İktisâdî bakımından ücretin izahı:
İktisâdî yönden ücretler, ücret seviyesi, ücretin bünyesi ve ücret sistemleri (çeşitleri) bakımından genelde tahlile tâbi tutulmuşlardır.
Ücret seviyesi:
Emek arzı ile emek talebinin piyasada karşılaşmasıyla yâni arz ve talep kânunuyla teşekkül etmektedir. Batılı Avrupa iktisatçılarına göre ücretler, uzun dönemde kendi hâline bırakılırsa asgarî geçim haddine göre teşekkül ederler. Emeğin fiyatını (ücreti) tâyin eden husus, arz ve talebin mekanik hareketleridir. Emeğin kıymeti, herhangi bir emtianın fiyatı gibi, nihâî olarak istihsal masraflarına tâbidir. Emeğin tabiî fiyatı ise, işçilerin geçimlerini temin edecek bir mevcudiyetini idâmeye kâfi gelecek olan fiyattır şeklinde ifâde etmişlerdir. Yine aynı nazariyeye göre, emeğin bir tabiî, bir de piyasa olmak üzere iki türlü fiyatı mevcuttur. Tabiî fiyat, asgarî geçinme ücretini, piyasa fiyatı ise arz ve talebin karşılaşmasından meydana gelen ücreti temsil etmektedir. Tabiî fiyat (ücret), piyasa ücretini aştığı takdirde, işçilerin yaşama şartları inkişâf eder ve ücretli çalışanların mâlî durumlarında düzelmeler meydana gelir. Tersi durum ise ücretlilerin yaşama şartlarını güçleştirir, denmiştir. Bu nazariyeye, (tunç kânun)da denir. Diğer bir nazariye (ücret fono nazariyesi)dir. Buna göre, ücret seviyesi ekonominin tamamından tahsil edilen toplam ücret fonuna karşılık çalışmakta olan işçi miktarı arasındaki nispete göre meydana gelen ücrettir. Ayrılan fonun azlığı veya çokluğu, işçi miktarının azalıp çoğalması, genel ücret seviyesini azaltıp çoğaltmaktadır.

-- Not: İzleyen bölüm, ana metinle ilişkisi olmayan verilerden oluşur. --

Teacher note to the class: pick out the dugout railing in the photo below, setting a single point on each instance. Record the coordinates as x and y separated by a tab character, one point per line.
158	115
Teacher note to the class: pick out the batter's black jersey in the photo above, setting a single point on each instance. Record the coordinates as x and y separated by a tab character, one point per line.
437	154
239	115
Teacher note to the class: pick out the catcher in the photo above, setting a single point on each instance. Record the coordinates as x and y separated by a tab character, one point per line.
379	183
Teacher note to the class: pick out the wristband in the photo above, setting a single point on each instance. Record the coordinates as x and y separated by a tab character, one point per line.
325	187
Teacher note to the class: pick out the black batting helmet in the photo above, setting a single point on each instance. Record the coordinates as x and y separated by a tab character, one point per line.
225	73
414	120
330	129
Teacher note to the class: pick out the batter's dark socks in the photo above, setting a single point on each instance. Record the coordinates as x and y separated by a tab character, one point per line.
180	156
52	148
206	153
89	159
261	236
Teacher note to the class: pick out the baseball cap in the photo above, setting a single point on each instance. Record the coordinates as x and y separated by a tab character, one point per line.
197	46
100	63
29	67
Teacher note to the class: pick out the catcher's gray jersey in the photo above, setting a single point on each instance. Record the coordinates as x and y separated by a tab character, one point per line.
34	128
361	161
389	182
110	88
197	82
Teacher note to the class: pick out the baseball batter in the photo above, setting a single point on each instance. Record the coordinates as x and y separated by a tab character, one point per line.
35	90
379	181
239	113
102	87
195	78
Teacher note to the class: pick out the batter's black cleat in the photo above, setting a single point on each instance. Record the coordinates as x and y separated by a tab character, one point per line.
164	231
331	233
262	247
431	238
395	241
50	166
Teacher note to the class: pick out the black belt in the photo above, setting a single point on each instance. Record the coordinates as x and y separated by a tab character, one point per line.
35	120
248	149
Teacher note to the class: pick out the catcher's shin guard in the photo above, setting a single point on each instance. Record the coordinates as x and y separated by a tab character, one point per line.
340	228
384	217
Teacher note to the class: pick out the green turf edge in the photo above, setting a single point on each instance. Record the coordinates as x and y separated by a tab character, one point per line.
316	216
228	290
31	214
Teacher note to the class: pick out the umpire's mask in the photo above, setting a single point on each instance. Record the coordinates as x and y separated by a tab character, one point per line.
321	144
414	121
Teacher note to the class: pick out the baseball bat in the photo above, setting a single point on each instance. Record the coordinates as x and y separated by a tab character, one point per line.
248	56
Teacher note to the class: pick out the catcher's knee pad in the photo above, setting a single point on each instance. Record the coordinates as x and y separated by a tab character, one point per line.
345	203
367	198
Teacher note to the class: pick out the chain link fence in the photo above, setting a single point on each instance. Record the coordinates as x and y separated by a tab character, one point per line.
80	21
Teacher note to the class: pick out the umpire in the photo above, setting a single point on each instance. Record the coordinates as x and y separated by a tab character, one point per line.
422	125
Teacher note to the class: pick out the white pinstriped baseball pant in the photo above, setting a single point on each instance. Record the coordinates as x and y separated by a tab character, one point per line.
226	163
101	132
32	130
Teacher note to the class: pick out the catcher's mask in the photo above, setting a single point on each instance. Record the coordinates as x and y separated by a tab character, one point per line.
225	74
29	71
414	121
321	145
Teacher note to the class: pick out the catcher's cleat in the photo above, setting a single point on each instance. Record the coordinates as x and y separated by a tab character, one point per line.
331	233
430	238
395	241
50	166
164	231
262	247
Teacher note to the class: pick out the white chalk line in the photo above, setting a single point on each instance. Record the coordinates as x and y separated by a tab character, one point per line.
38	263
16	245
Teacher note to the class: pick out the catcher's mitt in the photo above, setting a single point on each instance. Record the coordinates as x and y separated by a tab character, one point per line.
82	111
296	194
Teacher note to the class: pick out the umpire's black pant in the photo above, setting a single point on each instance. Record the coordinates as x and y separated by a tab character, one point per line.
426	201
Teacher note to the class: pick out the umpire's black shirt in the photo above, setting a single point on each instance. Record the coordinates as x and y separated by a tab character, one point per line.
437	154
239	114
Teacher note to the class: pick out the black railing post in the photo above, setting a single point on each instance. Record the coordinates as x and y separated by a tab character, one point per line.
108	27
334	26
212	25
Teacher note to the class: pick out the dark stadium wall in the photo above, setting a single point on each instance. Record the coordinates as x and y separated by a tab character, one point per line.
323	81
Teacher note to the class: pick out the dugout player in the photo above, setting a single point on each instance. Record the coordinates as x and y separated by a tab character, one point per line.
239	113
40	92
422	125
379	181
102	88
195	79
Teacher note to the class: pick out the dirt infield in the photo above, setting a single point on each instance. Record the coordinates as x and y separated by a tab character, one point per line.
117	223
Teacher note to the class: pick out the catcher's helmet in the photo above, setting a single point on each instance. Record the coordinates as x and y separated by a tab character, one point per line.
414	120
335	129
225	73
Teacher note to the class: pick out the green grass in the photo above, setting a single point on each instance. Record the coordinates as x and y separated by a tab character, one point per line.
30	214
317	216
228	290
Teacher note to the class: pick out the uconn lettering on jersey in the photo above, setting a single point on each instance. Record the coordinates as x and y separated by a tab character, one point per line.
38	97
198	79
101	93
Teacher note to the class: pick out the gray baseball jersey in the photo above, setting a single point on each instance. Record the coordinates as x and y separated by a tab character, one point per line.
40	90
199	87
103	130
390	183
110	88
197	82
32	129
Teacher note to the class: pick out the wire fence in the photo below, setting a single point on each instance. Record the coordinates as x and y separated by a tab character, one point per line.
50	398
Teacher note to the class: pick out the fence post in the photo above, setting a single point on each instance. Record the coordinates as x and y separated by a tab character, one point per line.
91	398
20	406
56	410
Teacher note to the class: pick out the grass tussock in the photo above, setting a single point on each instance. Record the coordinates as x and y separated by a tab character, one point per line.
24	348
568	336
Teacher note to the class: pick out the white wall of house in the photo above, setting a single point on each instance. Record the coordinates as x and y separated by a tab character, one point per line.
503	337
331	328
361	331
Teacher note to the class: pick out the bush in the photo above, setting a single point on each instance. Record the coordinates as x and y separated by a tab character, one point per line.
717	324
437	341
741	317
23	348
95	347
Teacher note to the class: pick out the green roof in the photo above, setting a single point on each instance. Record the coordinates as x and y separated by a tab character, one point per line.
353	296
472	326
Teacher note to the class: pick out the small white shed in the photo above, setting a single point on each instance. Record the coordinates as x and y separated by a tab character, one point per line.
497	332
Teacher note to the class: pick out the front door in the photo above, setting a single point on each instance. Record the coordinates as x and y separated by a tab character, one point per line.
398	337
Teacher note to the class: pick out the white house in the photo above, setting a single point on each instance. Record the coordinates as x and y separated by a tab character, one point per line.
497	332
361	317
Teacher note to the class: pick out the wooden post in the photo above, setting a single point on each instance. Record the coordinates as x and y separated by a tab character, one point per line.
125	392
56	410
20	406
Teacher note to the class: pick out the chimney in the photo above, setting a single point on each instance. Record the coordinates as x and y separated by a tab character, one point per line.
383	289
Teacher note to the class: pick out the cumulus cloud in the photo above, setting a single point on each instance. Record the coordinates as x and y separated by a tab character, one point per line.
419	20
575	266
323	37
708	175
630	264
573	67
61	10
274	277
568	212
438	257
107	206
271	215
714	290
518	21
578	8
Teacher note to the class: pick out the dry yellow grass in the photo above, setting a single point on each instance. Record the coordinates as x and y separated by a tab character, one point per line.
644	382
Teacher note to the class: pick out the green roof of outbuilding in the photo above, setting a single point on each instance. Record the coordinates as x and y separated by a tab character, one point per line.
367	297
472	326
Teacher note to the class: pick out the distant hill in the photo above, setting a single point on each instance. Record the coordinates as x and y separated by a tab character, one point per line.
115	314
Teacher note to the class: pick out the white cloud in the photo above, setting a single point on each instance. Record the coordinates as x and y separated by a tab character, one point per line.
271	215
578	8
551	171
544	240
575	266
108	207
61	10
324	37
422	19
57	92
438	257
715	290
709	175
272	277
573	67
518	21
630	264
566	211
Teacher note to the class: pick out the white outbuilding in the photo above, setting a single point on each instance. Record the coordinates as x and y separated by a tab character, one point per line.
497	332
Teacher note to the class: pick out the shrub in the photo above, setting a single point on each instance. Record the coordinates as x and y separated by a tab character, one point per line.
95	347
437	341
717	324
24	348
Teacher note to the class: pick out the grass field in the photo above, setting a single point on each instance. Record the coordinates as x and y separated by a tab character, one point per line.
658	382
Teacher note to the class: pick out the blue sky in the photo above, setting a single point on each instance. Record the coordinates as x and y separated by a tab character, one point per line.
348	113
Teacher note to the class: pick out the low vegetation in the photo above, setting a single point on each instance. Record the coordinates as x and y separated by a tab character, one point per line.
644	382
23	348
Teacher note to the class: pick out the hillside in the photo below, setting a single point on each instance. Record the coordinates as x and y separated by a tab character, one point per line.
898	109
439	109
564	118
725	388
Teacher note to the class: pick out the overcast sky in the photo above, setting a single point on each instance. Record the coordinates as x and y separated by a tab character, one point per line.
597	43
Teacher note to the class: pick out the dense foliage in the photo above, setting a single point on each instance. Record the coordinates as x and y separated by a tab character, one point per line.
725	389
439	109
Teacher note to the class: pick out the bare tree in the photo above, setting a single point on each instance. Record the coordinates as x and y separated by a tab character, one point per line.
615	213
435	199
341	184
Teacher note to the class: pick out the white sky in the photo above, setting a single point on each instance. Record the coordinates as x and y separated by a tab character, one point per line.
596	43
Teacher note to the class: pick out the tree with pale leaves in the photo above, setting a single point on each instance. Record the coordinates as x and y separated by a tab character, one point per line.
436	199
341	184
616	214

Ücretin bünyesindeki farklılıklar:
Liberal ekonomik yapı içinde ücretlerin çeşitli etkiler altında farklılık gösterdiği görülmektedir. Emeğini arz edenle emeği talep eden arasında pazarlık yapılması, ihtisas isteyen işlerin olması, kalifiye eleman güçlüğü gibi sebepler belirli bir ücret seviyesinin tespitini güçleştirdiği gibi müessiriyeti aynı olan ve aynı işi yapan şahıslar arasında ve işletmeler arasında farklı ücret uygulaması, ücret farkları gibi sebepler de genel bir ücret seviyesinin tespitini güçleştirmektedir. Ayrıca rekâbet şartlarının her iş kolunda değil bâzı iş kollarında ve hattâ bir iş kolunun bâzı kısımlarında veyâhut belli bir coğrafî bölgede görülmesi gibi sebeplerle emeğin arz ve talebiyle genel bir ücret seviyesinden bahsetmek mümkün olmamaktadır.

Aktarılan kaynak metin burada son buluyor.